# 3.2.2008 - Hickory Mound



## boggob (Feb 20, 2007)

Woke up about the normal time for work and hit the alarm. I ended up snoozing until my fishing buddy arrived to the house, calling me to wake up you lazy...anyway, got a slightly late start but no biggie. On the road around 8:15 and made the usual stop for eats. I was particularly hungry this morning as I had a little too much the previous evening. :beer: Mmmm, gourmet BK! I don't know if this happens to any of you guys but I thought seriously about dropping off my buddy B on the side of the road. I swear I thought he fouled his breeches :shock: - the whole way to Hickory Mound. Lucky for him, the windows roll down.

Put the boat in the water around 9:30ish or 10. Man it was a nice day! We found a spot and started terrorizing the trout. Although, I must thank the older gentleman for offering us the spot after they limited out. I dubbed the fishing partner the Trout Terminator for the day.

I swear no one told me that I was going to be on net duty all day. There were times where I couldn't even wet a line. (Due to the small size of the boat, we have to operate more cooperatively.)

After loading the cooler and feeling some pressure from a nearby fisherman to move on, we decided to venture off to find some reds. We gave up the spot as it had been given to us. Plus, we needed to save room in the cooler for a Red. We quickly found some.

Final estimated tally: 10 trout and 5 reds. Don't you just love days were you lose count?
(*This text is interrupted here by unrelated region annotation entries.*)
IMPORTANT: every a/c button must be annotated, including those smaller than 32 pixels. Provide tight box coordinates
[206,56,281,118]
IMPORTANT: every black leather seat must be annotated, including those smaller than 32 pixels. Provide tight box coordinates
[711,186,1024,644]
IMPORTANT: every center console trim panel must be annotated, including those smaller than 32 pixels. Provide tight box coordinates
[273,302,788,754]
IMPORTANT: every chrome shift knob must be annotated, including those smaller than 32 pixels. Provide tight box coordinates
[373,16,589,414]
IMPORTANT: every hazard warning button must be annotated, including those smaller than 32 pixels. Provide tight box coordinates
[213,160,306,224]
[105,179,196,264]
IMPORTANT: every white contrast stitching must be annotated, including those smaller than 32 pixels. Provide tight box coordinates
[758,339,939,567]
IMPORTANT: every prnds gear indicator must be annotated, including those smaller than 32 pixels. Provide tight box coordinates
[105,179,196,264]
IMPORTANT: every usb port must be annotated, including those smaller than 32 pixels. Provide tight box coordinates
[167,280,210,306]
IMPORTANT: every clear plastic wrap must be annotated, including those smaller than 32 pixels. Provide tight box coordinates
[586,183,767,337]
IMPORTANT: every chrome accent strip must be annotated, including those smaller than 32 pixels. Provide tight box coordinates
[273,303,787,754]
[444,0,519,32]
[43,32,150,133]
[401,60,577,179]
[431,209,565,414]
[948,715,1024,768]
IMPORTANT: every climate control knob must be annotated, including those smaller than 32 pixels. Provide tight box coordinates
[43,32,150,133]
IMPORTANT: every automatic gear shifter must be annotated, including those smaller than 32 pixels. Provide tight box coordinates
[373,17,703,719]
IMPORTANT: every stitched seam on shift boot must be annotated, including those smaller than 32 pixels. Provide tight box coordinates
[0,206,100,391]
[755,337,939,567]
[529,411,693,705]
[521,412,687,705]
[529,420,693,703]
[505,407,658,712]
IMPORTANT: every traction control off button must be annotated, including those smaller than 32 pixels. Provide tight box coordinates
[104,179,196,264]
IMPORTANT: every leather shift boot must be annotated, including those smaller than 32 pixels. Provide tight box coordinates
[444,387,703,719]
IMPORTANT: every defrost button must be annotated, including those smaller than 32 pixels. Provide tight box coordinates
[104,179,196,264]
Today was the kind of day that you don't mind losing your sunglasses, since they were cheap.


----------



## phishphood (Dec 15, 2006)

Nice job on the fish. I don't mind netting as long as I'm invited to the fish fry. Where abouts is Hickory Mound?


----------



## tom_in_orl (Dec 9, 2006)

Nice Job!


----------



## rcmay (Dec 12, 2006)

its all got to do with the Levi Garrett hat!


----------



## ucfsae81 (Dec 5, 2007)

love the hat and nice report too


----------



## boggob (Feb 20, 2007)

That's funny! He swears that's his lucky fishing hat.

Its a little SW of Perry, FL but east of Econfina State Park.


----------



## HaMm3r (Dec 11, 2006)

Excellent catching! [smiley=1-thumbsup1.gif]


----------



## newbie_dave (May 31, 2007)

Looks like there is/was goin to be some fine eating goin on there !! Great report.


----------